After her release from Multan's women prison on November 7 last year, Asia Bibi was flown to Islamabad onboard a special aircraft. She was taken to an undisclosed location amid tight security.
As the hearing started, petitioner Qari Muhammad Salaam's lawyer Ghulam Ikram presented his arguments before a three-member bench, headed by Chief Justice Asif Saeed Khosa and comprising Justice Qazi Faez Isa and Justice Mazhar Alam Khan Miankhel. The lawyer had demanded that a larger bench be made for the review petition, saying it should include Islamic scholars and ulama.

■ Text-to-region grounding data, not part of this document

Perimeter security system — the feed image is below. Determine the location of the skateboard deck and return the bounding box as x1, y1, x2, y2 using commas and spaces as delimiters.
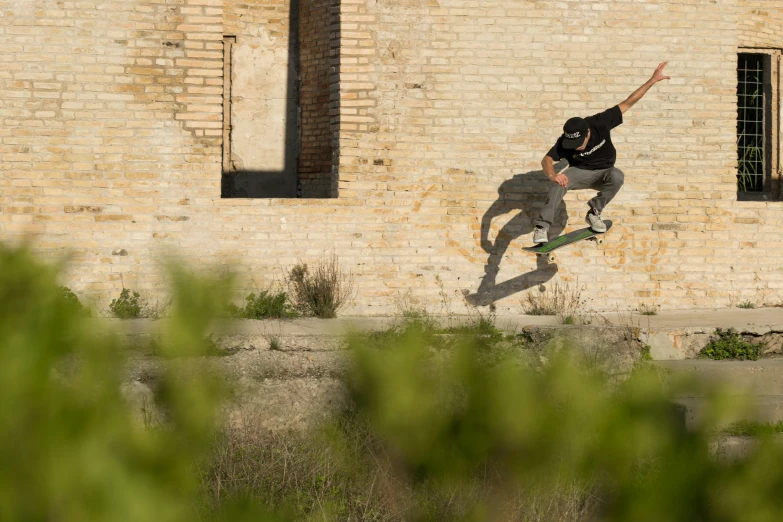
522, 220, 612, 263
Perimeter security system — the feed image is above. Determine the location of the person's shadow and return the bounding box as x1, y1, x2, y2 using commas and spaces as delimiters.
465, 164, 568, 306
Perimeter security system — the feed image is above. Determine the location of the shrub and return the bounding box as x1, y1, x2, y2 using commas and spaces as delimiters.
522, 282, 589, 324
699, 328, 761, 361
238, 290, 299, 319
287, 255, 353, 319
109, 288, 143, 319
57, 286, 89, 314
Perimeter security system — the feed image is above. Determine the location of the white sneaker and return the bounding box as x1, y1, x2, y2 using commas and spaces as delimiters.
585, 208, 606, 234
533, 227, 549, 245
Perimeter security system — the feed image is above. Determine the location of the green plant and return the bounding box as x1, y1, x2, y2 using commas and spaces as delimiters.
638, 303, 658, 315
722, 421, 783, 437
237, 290, 299, 319
57, 286, 89, 314
109, 288, 143, 319
287, 254, 353, 319
522, 281, 589, 324
0, 245, 282, 522
699, 328, 762, 361
350, 328, 783, 522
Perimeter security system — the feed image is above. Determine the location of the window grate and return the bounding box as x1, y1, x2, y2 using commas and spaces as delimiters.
737, 54, 765, 192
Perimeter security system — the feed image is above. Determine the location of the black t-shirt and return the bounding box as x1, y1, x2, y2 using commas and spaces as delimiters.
547, 105, 623, 170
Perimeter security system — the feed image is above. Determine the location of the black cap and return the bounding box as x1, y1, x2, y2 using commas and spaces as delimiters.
563, 118, 588, 149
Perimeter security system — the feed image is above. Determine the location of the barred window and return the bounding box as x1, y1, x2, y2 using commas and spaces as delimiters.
737, 49, 780, 200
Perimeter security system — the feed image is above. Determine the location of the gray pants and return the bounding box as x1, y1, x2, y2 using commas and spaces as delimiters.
536, 167, 625, 228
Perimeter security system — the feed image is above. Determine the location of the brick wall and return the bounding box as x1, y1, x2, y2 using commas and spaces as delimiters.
0, 0, 783, 314
739, 0, 783, 48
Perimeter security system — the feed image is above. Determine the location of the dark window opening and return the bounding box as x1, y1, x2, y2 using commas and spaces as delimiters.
737, 54, 767, 192
221, 0, 340, 198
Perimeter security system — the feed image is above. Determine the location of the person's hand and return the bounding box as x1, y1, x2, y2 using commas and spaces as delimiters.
652, 62, 671, 83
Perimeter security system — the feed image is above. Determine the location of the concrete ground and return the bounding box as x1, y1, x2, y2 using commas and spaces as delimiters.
107, 308, 783, 335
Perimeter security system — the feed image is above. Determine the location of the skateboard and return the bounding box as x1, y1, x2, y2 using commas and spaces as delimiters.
522, 220, 612, 263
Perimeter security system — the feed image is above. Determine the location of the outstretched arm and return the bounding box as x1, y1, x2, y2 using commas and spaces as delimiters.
619, 62, 670, 114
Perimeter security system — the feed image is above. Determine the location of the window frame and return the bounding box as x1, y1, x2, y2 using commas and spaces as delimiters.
735, 47, 783, 201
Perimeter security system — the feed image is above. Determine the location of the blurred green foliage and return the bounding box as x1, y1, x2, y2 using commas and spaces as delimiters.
0, 246, 783, 522
0, 246, 276, 522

"How is this a matter of religion?" asked the CJP Khosa. "Has the verdict not been given on merit?"
"The verdict was given on the basis of testimonies; does Islam say that one should be punished even if they are found not guilty?
"Prove to us what [you believe] is wrong with the verdict," said Chief Justice Khosa.

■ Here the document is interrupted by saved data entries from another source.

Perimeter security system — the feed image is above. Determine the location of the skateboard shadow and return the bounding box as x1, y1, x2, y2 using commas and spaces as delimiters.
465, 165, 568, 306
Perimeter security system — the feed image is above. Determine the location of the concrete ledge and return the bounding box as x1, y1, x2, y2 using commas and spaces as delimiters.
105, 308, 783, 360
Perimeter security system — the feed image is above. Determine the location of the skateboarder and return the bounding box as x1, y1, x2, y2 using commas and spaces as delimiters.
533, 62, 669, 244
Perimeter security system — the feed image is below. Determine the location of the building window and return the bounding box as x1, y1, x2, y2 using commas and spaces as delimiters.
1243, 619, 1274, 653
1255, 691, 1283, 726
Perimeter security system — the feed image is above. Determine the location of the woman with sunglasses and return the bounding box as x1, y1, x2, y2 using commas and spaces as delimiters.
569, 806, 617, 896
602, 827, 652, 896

When the lawyer pointed to the verdict mentioning "burden of proof" being on the petitioner, the judge asked: "Do you disagree with this rule?"
"The beauty of a Muslim community is that non-Muslims are taken care of," said the CJP, addressing the lawyer. "First talk about the merit and tell us where the flaw is.
"Islam says that a testimony should be true even if it incriminates a person's own loved ones. If we have not read the testimony correctly, we will rectify it immediately," said the Chief Justice.
The allegations against Bibi were made in June 2009 when she was labouring in a field and a row broke out with some Muslim women she was working with.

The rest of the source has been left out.